Desde la calle, tan pronto descendió del taxi, pudo oír el aspirador. La forma como Mimsa lo utilizaba tenía un estilo especial, frenético, como si tratara de cazar el polvo antes de que éste lograra esconderse.
La casa le pareció aireada, acogedora, segura. El olor de la cera, el ronquido del aspirador y los gruñidos de Mimsa le dieron nuevos ánimos. Normalidad. Quizá David tenía razón. Quizá.
– Ah, señora Eyetoya. Muy mal el váter. No hay papel en la pared.
– Lo sé, Mimsa -respondió-. Es un problema de humedad. Buscaré a alguien que lo arregle.
– Ya lo haré yo -explicó con su inglés chapurreado-. Mi esposo es bueno poniendo papel en los lavabos.
– Muchas gracias, Mimsa, pero no se preocupe. -Recordó la última vez que el marido de Mimsa estuvo en la casa para arreglar algo.
Tomó el montoncito de cartas que había sobre la mesa del recibidor, cruzó el salón, tomó el teléfono y marcó el número de información de abonados.
– Mimsa -gritó-. ¿Dónde puso la rosa que estaba sobre la mesa junto a la pared?
– En el cubo de la basura.
– ¿Puede sacarla?
– ¿Cómo?
– Información, ¿qué ciudad, por favor?
– Guildford -contestó mientras ojeaba la correspondencia. Había un sobre abultado con el matasellos de Cambridge.
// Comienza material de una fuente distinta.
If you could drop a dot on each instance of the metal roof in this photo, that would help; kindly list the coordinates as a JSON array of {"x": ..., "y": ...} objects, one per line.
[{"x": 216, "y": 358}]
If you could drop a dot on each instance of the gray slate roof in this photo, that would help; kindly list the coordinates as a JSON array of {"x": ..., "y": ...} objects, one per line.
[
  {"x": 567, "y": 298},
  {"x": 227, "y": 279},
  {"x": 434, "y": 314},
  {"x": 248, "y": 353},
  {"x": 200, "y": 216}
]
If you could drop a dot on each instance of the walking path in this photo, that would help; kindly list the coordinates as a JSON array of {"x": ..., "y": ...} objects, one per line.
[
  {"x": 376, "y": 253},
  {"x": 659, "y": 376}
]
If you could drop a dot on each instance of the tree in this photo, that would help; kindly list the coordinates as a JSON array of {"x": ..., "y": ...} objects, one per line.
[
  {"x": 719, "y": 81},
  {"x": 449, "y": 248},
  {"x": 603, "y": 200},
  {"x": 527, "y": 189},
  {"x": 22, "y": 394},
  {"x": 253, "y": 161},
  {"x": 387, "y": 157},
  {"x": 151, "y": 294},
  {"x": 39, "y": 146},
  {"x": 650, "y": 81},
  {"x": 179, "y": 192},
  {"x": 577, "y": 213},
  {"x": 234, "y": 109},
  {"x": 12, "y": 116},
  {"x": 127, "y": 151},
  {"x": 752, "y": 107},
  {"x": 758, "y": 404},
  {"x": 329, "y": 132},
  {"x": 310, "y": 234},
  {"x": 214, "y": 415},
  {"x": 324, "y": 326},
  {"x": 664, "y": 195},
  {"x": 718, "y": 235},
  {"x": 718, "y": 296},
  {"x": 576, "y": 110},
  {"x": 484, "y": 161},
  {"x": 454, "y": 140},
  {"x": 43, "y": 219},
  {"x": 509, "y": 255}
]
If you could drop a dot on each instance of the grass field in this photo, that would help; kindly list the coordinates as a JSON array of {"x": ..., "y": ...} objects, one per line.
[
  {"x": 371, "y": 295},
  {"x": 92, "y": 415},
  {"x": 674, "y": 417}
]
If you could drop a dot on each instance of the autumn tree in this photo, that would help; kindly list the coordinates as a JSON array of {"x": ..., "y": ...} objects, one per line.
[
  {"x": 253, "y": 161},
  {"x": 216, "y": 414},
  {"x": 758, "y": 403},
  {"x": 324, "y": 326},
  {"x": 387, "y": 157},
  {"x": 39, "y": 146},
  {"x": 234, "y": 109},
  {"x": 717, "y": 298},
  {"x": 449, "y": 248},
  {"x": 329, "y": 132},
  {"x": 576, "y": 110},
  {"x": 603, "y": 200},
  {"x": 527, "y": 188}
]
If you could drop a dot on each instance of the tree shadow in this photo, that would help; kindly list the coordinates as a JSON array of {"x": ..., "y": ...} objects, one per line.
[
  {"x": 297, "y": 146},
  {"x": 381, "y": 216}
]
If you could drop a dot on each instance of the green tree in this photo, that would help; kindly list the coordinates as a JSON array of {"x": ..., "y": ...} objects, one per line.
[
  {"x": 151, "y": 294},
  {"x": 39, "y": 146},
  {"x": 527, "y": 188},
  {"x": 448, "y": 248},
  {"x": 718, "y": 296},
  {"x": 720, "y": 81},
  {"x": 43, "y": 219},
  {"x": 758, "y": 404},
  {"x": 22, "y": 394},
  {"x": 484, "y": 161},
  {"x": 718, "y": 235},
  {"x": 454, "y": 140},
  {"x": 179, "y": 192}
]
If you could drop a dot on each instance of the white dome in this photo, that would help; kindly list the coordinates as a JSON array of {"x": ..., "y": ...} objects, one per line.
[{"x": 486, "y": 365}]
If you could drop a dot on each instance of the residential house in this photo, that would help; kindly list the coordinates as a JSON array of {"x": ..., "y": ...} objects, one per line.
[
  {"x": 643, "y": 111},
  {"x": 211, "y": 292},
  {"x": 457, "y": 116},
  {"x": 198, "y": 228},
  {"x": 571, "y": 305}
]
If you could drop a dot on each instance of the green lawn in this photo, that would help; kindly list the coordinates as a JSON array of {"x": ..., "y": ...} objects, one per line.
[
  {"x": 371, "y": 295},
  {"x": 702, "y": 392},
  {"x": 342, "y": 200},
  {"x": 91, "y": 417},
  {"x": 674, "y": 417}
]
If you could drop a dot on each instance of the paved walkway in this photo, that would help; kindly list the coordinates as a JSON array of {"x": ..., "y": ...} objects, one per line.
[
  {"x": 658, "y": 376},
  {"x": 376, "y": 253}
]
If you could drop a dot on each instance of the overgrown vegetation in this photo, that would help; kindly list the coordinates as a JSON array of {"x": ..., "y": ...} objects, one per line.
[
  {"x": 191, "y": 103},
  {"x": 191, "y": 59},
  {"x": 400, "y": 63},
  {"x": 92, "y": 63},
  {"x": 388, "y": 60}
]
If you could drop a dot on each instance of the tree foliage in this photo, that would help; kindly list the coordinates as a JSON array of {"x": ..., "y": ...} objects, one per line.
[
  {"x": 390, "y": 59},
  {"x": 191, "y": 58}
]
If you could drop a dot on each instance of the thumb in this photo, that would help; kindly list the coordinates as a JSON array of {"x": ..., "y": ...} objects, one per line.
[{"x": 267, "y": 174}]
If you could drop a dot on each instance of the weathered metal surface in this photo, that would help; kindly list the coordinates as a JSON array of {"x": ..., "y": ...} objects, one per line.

En esos momentos oyó la voz de la operadora y su corazón le latió con mayor fuerza. Saffier figuraba en el listín y Alex escribió el número de teléfono y la dirección en la parte posterior del sobre. La mano le temblaba tanto que apenas si pudo leer lo que había escrito.
– Muchas gracias -dijo débilmente y miró su reloj. Eran las once.
Abrió el grueso sobre: en su interior había una nota de saludo del Bursar's Office, una agencia dedicada a la recogida y reenvío de correspondencia y varias cartas dirigidas a Fabián en Cambridge. Las miró una por una: una liquidación de American Express, un saldo bancario, un sobre grande marcado con la observación «TARIFA DE PRIORIDAD» y una carta con franqueo aéreo procedente de Estados Unidos, con matasellos de Boston, Massachusetts; el nombre y la dirección de Fabián figuraban en el sobre, escrito con impresora. Dentro del sobre había una carta igualmente mecanografiada y dos páginas impresas con ordenador.